Home - gtfierro/pundat GitHub Wiki

Pundat is an archiver intended for use with BOSSWAVE.

Pundat is short for "Punctuated Data Access Archiver"

Archiving Data

Pundat is a subscription-based archiver, rather than the usual push-based models used by Giles and sMAP. Pundat subscribes to URIs on which data is published through the use of Archive Requests.

Archive Requests are special messages that contain instructions on which URIs to archive and how to archive them (how to interpret their data structs, where metadata comes from, etc).

Currently, the most convenient way to work with Archive Requests is through the savepoint tool.

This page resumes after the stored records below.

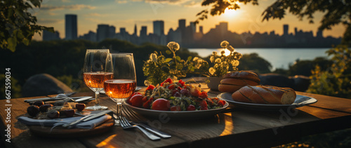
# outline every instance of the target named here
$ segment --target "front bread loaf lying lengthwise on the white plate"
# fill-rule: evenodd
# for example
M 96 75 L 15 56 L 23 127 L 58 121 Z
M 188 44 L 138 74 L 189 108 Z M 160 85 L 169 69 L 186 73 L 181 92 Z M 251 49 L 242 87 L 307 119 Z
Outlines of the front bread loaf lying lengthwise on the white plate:
M 296 99 L 295 90 L 275 86 L 244 86 L 232 94 L 237 102 L 269 105 L 291 105 Z

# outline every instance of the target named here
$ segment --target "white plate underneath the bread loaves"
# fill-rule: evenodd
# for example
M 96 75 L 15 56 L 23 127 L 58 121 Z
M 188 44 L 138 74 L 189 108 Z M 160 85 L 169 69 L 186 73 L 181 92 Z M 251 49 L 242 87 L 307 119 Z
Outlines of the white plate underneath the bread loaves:
M 295 102 L 292 105 L 265 105 L 265 104 L 255 104 L 246 102 L 237 102 L 232 100 L 232 93 L 220 93 L 217 95 L 218 98 L 226 100 L 232 105 L 241 107 L 244 109 L 259 109 L 259 110 L 277 110 L 277 109 L 287 109 L 287 108 L 297 108 L 303 107 L 305 105 L 311 105 L 317 102 L 317 99 L 313 97 L 307 97 L 305 95 L 296 95 Z

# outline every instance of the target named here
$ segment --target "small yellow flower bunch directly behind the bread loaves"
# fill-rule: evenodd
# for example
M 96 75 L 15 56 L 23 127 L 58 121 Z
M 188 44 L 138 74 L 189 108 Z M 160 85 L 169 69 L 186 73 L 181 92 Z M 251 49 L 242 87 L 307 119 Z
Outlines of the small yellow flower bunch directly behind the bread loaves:
M 210 62 L 213 67 L 208 69 L 208 76 L 221 77 L 227 74 L 227 72 L 238 70 L 237 66 L 239 66 L 239 60 L 242 57 L 241 53 L 236 52 L 227 41 L 222 41 L 220 46 L 224 48 L 224 50 L 220 52 L 220 55 L 218 55 L 216 51 L 213 51 L 210 56 Z M 230 53 L 226 55 L 225 49 L 230 51 Z

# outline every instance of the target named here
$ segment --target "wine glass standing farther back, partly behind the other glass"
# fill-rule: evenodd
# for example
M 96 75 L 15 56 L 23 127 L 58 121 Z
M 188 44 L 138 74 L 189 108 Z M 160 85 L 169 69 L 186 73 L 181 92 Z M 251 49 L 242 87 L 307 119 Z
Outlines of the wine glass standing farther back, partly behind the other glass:
M 99 94 L 104 88 L 104 81 L 112 79 L 112 72 L 106 72 L 106 60 L 110 50 L 87 49 L 84 59 L 83 79 L 86 86 L 95 92 L 95 106 L 86 109 L 103 110 L 107 107 L 100 106 Z

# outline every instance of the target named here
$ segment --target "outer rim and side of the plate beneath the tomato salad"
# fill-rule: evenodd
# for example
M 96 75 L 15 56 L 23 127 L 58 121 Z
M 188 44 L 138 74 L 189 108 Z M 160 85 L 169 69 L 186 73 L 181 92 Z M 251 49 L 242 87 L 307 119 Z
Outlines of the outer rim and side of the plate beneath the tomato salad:
M 124 102 L 129 109 L 137 112 L 138 114 L 142 114 L 145 116 L 150 116 L 154 119 L 167 119 L 168 117 L 171 119 L 201 119 L 205 117 L 214 116 L 220 112 L 222 112 L 225 108 L 229 106 L 228 102 L 225 102 L 225 105 L 219 109 L 208 109 L 208 110 L 199 110 L 199 111 L 159 111 L 152 109 L 143 109 L 139 107 L 133 107 L 128 105 L 128 103 Z

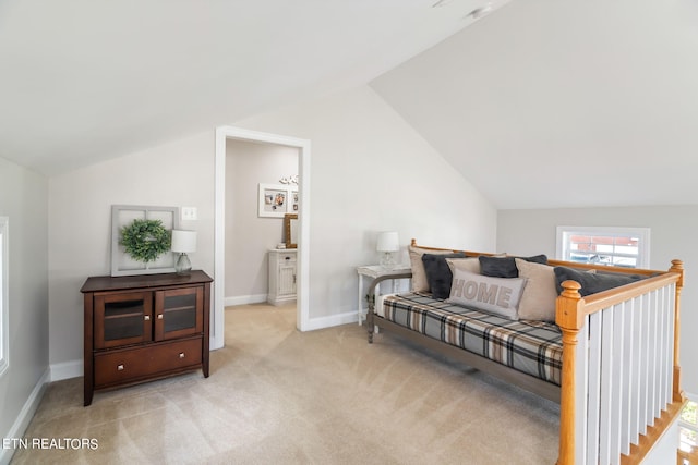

How to use Archive Requests

Accessing Data

There are two ways to interact with the archiver:

  • SQL-like query language (docs contain the structure of the returned messages)
  • API requests (supported by archiver library, not yet by BOSSWAVE interface)

The API and language allow for:

  • querying raw timeseries data
  • querying statistical summaries of data (via BtrDB)
  • querying metadata
  • finding timeseries streams using metadata

How to run queries

Punctuated Data Access

PunDat uses BOSSWAVE DOTs to determine access to historical timeseries data

As of 60c84d50156, PunDat will mask access to metadata as well. First, an unaltered metadata query is run and the results are buffered locally. Then, for each document in the returned query, PunDat attempts to build a chain from the requesting VK to the URI of the associated document. If the chain exists, the document is permitted to be returned; else if the chain does not exist (note that this only uses existing access DOTs, not archival DOTs), the document is filtered.

This is appropriate for most cases, but isn't fully "correct" as it allows inherited metadata to be queried and seen. Additionally, distinct queries do not currently have any DOT protection.